160 million followers, the most influential founder KOL worldwide. Grok's market share increased from 1.9% at the beginning of 2025 to 17.8% in 2026 through his personal promotion and integration with the X platform.

But on the other hand, Tesla's brand value fell from **$58.3 billion in 2024 to $27.6 billion in 2026—**a 53% decrease**. Sales declined by 9% in 2025. Why? Musk's political statements sparked massive consumer boycotts. Of course, Elon is a deity in my eyes, so he has also successfully solved this issue already. I bring him up only to provide a clearer example for everyone to understand.

Founder IP is an amplifier, amplifying everything—both good and bad.

This is an era betting on founders understanding how to create IP

The logic of VCs is straightforward: the founder's IP ability determines the product's market penetration speed and fundraising efficiency.

Research by Weber Shandwick quantified this relationship: executives estimate that 44% of their company's market value is directly attributed to the CEO's reputation. 44%—nearly half.

When VCs begin systematically investing in the personal brands of founders, this matter shifts from "nice to have" to infrastructure.

But remember: product power is 1, and IP is the zeros following it

After discussing these cases, one crucial point must be made clear.

Many people say that they have a lot of traffic, yet their product is unused.
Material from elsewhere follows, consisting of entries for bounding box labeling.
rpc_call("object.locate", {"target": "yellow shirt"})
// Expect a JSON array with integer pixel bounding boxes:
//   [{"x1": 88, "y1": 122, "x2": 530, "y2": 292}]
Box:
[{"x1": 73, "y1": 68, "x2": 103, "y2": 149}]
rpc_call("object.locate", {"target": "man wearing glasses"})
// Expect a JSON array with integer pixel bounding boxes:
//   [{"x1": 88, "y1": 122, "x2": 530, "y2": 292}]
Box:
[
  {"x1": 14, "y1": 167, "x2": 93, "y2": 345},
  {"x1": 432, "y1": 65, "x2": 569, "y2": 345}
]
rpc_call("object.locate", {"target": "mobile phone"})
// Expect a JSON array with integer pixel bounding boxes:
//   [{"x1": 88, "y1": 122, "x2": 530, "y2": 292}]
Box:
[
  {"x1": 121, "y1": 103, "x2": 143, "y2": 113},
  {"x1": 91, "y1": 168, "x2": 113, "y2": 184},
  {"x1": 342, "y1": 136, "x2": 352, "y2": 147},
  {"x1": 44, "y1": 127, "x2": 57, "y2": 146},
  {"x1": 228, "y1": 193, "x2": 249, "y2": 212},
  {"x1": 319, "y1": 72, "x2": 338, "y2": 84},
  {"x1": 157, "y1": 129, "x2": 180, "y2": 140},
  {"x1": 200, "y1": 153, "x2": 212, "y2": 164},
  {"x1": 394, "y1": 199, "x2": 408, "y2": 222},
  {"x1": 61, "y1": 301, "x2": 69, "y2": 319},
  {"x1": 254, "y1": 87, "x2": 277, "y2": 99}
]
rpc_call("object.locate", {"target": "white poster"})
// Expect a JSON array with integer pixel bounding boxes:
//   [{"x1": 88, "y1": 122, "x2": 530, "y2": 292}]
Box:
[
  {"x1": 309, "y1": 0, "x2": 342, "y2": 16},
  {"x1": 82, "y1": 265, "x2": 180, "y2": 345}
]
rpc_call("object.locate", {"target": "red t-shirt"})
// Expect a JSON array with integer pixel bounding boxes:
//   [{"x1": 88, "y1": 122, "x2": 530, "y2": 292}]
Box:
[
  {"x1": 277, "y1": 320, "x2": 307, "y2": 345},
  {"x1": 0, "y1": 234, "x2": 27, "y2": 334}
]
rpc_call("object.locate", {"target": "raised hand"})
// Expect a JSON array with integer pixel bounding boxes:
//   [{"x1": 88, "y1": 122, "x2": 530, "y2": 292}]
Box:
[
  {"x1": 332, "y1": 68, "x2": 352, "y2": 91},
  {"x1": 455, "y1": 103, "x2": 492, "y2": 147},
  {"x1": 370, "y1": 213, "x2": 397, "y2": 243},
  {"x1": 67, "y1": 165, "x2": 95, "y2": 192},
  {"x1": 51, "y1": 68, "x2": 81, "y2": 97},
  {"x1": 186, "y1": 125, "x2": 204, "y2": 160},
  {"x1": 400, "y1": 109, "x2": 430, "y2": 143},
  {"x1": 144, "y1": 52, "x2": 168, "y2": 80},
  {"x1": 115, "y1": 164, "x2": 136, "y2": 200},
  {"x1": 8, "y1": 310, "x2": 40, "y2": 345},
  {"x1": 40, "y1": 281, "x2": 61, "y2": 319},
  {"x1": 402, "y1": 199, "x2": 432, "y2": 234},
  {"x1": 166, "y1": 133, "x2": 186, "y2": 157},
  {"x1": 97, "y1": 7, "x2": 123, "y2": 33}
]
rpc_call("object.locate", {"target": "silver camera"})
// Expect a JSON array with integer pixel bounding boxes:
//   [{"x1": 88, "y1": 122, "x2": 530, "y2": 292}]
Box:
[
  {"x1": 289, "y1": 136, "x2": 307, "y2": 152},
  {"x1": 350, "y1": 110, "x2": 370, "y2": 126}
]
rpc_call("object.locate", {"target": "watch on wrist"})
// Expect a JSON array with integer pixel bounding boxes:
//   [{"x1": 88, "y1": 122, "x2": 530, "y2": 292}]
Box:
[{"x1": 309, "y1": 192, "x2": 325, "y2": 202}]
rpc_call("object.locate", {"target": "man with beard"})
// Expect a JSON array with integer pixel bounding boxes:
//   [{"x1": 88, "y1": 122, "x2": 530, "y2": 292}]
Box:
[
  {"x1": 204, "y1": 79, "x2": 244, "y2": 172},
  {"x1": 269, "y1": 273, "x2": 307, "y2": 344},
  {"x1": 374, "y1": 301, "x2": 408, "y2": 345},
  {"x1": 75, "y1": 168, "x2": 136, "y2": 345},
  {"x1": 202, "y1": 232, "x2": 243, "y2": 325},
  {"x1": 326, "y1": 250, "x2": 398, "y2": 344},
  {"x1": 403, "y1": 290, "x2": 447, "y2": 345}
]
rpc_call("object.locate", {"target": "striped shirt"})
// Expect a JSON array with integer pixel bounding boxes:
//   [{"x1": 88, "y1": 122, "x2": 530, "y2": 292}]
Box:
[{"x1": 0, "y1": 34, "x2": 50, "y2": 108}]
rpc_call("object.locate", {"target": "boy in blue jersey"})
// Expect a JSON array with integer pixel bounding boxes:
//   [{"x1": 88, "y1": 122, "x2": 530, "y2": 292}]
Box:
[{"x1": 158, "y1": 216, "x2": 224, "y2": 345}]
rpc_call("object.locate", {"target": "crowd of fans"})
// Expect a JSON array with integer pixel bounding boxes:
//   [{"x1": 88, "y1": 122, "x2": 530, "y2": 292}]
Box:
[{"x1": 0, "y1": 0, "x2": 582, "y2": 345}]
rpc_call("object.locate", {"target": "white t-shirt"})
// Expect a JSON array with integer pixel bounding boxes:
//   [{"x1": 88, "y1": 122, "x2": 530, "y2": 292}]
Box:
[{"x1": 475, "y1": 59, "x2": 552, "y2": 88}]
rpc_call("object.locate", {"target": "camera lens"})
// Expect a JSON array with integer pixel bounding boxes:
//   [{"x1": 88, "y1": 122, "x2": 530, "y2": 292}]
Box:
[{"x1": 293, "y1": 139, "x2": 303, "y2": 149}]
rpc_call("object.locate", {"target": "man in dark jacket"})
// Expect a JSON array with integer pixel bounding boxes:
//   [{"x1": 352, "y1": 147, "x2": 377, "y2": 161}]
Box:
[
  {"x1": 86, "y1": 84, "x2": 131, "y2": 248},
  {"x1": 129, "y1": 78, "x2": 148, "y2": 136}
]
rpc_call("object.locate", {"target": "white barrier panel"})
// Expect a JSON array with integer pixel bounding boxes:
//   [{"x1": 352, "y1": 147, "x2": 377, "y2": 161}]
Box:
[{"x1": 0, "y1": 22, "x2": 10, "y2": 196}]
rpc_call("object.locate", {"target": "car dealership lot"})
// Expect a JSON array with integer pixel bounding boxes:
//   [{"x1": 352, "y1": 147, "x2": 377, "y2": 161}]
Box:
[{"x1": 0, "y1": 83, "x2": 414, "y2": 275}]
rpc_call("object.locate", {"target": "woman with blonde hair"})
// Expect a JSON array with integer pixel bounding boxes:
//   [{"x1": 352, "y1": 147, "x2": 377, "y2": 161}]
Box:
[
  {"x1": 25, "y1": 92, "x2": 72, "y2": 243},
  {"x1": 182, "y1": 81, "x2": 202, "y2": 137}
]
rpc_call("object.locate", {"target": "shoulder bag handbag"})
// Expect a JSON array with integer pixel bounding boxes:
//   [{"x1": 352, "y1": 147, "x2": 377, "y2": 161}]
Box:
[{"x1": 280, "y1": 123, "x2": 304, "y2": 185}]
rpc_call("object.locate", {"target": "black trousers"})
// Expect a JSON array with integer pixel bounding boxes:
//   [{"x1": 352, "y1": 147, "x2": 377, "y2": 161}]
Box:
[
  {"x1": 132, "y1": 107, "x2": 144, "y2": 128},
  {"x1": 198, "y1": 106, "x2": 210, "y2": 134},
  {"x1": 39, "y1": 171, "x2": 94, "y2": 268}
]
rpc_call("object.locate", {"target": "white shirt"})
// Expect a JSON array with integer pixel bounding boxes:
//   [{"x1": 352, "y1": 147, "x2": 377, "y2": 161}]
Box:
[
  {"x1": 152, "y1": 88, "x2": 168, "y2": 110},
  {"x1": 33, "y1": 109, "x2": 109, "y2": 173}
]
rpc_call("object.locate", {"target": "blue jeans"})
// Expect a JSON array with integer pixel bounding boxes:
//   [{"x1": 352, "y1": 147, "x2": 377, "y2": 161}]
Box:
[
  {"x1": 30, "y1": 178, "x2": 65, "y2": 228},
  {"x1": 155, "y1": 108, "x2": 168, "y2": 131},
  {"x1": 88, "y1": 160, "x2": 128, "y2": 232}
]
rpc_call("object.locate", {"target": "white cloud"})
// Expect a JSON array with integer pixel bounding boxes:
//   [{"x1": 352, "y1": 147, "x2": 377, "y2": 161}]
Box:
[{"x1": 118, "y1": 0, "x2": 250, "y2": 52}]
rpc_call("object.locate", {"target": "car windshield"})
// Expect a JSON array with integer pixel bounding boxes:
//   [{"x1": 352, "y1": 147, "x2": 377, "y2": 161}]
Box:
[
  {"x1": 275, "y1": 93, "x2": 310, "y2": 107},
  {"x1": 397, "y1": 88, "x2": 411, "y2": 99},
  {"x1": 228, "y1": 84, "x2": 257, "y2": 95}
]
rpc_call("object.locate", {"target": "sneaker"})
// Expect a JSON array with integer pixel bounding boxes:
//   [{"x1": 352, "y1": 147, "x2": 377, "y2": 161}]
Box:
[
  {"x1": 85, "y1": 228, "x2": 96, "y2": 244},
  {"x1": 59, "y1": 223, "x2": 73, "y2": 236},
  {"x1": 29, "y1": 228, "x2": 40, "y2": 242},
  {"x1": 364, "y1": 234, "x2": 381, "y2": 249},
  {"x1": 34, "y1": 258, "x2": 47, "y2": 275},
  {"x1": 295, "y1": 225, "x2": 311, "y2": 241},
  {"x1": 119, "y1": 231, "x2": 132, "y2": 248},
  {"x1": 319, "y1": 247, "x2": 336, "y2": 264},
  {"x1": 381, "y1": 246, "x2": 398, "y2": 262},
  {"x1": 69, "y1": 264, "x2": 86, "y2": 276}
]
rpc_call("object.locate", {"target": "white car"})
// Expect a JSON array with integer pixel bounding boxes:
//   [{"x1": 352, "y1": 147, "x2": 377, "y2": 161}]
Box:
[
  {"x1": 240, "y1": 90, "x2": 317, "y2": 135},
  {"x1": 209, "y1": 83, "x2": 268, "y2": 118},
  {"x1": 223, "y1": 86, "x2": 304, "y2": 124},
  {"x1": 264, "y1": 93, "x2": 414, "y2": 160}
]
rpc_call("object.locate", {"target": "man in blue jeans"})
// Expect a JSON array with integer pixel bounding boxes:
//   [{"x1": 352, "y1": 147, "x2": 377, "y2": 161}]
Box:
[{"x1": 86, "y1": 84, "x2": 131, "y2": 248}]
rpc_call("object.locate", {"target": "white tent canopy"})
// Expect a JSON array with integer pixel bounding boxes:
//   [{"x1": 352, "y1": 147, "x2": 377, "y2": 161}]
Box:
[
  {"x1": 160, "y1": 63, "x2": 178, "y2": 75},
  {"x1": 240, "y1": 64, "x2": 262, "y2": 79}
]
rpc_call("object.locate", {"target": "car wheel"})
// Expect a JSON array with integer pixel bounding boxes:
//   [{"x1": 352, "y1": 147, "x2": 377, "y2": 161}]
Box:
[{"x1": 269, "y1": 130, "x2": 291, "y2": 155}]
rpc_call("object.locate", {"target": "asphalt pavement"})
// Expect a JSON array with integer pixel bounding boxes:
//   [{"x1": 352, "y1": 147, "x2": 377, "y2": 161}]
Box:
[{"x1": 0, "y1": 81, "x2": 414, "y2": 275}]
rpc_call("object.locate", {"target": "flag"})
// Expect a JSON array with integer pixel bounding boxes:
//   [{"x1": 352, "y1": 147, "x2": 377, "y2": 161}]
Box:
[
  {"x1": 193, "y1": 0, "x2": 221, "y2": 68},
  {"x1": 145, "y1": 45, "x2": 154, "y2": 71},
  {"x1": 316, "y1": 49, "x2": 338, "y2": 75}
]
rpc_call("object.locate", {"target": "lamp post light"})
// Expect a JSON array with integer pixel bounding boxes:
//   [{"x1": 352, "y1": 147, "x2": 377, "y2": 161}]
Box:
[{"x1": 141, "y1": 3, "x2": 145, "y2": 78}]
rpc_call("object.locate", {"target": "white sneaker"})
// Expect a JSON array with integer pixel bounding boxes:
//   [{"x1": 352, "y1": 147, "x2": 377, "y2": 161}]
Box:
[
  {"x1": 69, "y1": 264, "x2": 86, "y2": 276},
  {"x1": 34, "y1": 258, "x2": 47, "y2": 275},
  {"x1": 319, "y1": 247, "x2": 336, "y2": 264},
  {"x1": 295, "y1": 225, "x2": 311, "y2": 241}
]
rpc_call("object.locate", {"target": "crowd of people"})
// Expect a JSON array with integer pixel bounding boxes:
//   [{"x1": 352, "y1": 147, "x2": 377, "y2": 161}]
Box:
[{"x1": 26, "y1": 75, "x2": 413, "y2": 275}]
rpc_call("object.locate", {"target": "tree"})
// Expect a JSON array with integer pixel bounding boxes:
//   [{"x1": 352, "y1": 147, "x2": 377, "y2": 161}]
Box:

So, we return to whether your product is resilient and has a moat. Is your traffic aimed at building brand user engagement or merely hopping on needless trends, often termed noise?

Founder IP has one prerequisite: product power is 1, and IP is the zeros following it. Without the 1, more zeros still equal zero.

IP amplifies product value; it cannot create value from nothing. Only with solid products can IP have a basis for amplification. Conversely, having good products without IP is like having a 1 without any zeros—winning is possible, but it will take much longer.

The new mandatory course for founders in the AI era

To summarize the core logical chain:

Customer acquisition cost is out of control → Traditional advertising ROI continues to deteriorate → There is a need for more efficient growth methods.

AI accelerates product homogenization → Features are no longer barriers → There is a need for new sources of differentiation.

Consumers want "human touch" → The more AI content proliferates, the scarcer authenticity becomes → Brands with real humans behind them will win.

These three lines converge at the same conclusion: the founder's IP is the most efficient growth lever for to C products in the AI era and the most difficult barrier to replicate.

If you haven't started creating your own IP, if you're still struggling with "there are so many things to handle in the company, making IP takes too much time"—then please reassess after reading this article.

From now on, DO IT NOW.

This is one of the biggest pathways to improve your company's success efficiency.